Reportedly, when Jean Perera's mother heard that Jayathilake fingering her family as the one who put him up to it in committing perjury, she was shocked and stated that neither she nor her family members had directed Jayathilake to submit false testimonies in framing Karthigesu for the murder, and she also clarified they did not hold anything against Karthigesu, as they did not wish for another innocent person to die and leave it to the courts to decide on whether Karthigesu was truly guilty or not.

==Perjury conviction of Bandhulanda Jayathilake==
Sometime after Karthigesu's acquittal, on 17 July 1981, 35-year-old Bandhulanda Jayathilake was found guilty of perjury and sentenced to ten years in jail by the Kuala Lumpur High Court, therefore becoming the first person in the whole of Malaysia to be convicted for perjury in a murder trial.

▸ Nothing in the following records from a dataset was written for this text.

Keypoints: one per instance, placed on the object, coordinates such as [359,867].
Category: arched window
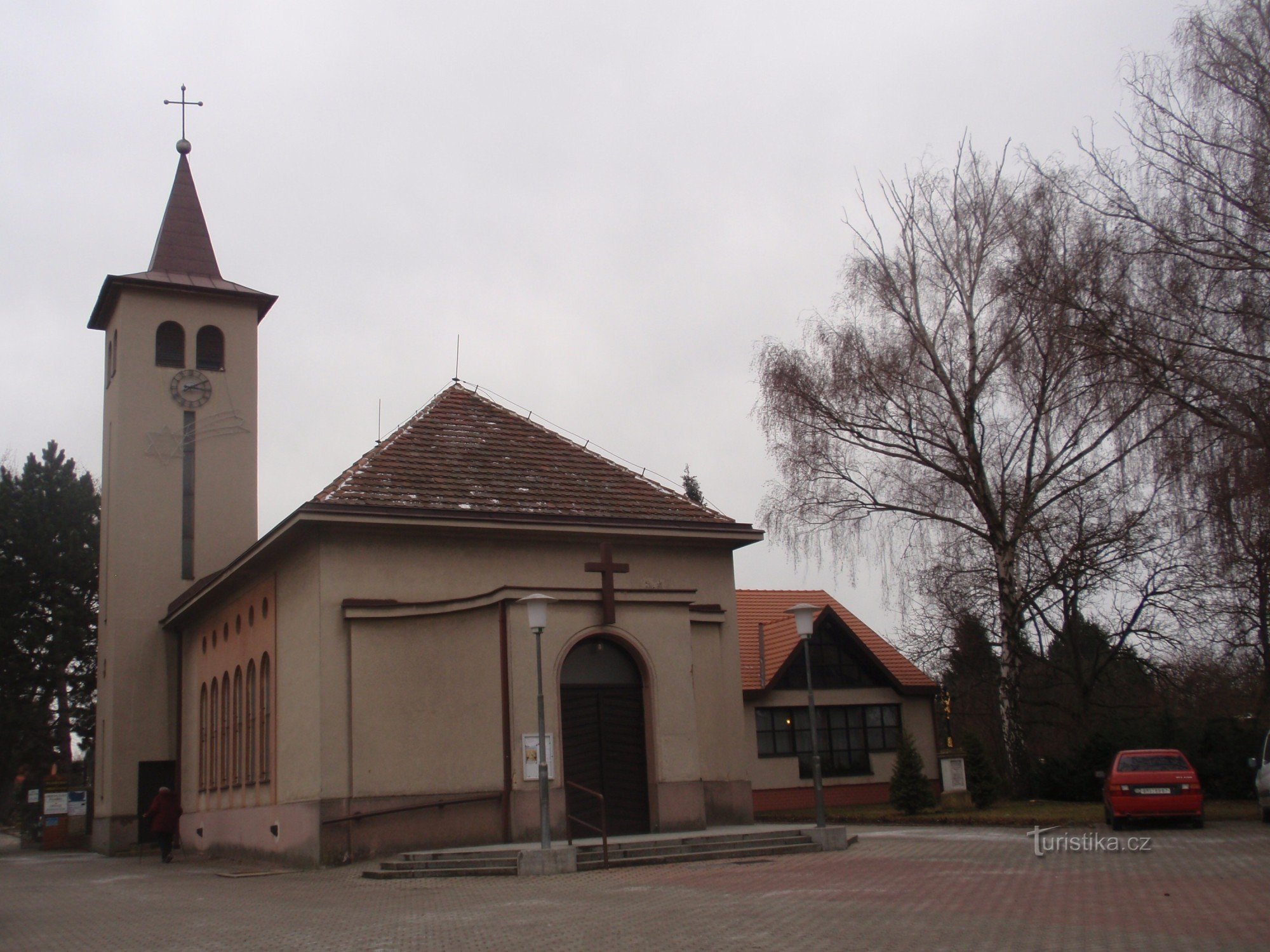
[203,738]
[238,727]
[171,346]
[251,723]
[265,719]
[214,734]
[225,731]
[210,350]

Jayathilake reportedly submitted a lengthy mitigation plea, and a letter reportedly penned down by Karthigesu was tendered in court, with Jayathilake's lawyer reading it and stating that the writer did not bear any ill will against Jayathilake despite what happened. However, Justice Ajaib Singh stated that Jayathilake was bound to speak the truth under oath while on the stand, but his actions were both disrespectful of the oath and an affront to the administration of justice, and he deliberately misled both the jury and judge into convicting an innocent person of murder, and it caused great damage and perversion to the course of justice and trial process. Pointing out Jayathilake's admission of finding the courage to speak the truth out of conscience, Justice Singh stated that Jayathilake should use the same courage to face and bear the consequences of his actions.

Jayathilake's appeal was dismissed on 23 September 1981, after the Federal Court of Malaysia stated that Jayathilake showed disregard for the truth and admonished him for acting with malice and perverting the course of justice by giving false testimony in a case where an innocent man like Karthigesu would have been hanged for a grave capital charge like murder. However, Jayathilake died in 1983 while serving his ten-year sentence.

==Current status==
As of today, the murder of Jean Perera Sinnappa remains unsolved, and the killer(s) were never found.

Throughout the following decades, the murder remains one of Malaysia's most infamous cold cases.

==Aftermath==
===Fate of Karthigesu===
After his release, Karthigesu, who returned to live in Klang, went on to marry another woman and had three children. He also got back his old job as a psychology lecturer. Karthigesu's wrongful conviction became an example of miscarriage of justice and the imperfectness of the judiciary, where a false testimony was used to convict a man of murder before Karthigesu was lucky enough to get away with it due to Jayathilake's admission that he lied under oath.

In his elderly years, Karthigesu suffered from poor health, including dementia and heart ailments. In early 2023, after contracting a short illness, Karthigesu was taken to a private hospital before he was discharged a few days later. On 27 August 2023, 44 years after the murder of Jean Perera Sinnappa, Karthigesu died at his home in Teluk Pulai, Klang, at the age of 81. He left behind his wife, two daughters and a son.

===In popular media===
Singapore-based British journalist Alex Josey wrote a book about the case, titled The Murder of a Beauty Queen. It was first published in 1984.

In 2014, a crime documentary titled Jean Perera: The Beauty Queen Murder was produced and broadcast on-TV.

In 2019, a book titled Malaysian Murders and Mysteries: A century of shocking cases that gripped the nation recorded Jean Perera's case as one of Malaysia's most shocking crimes to happen during its last 100 years in existence.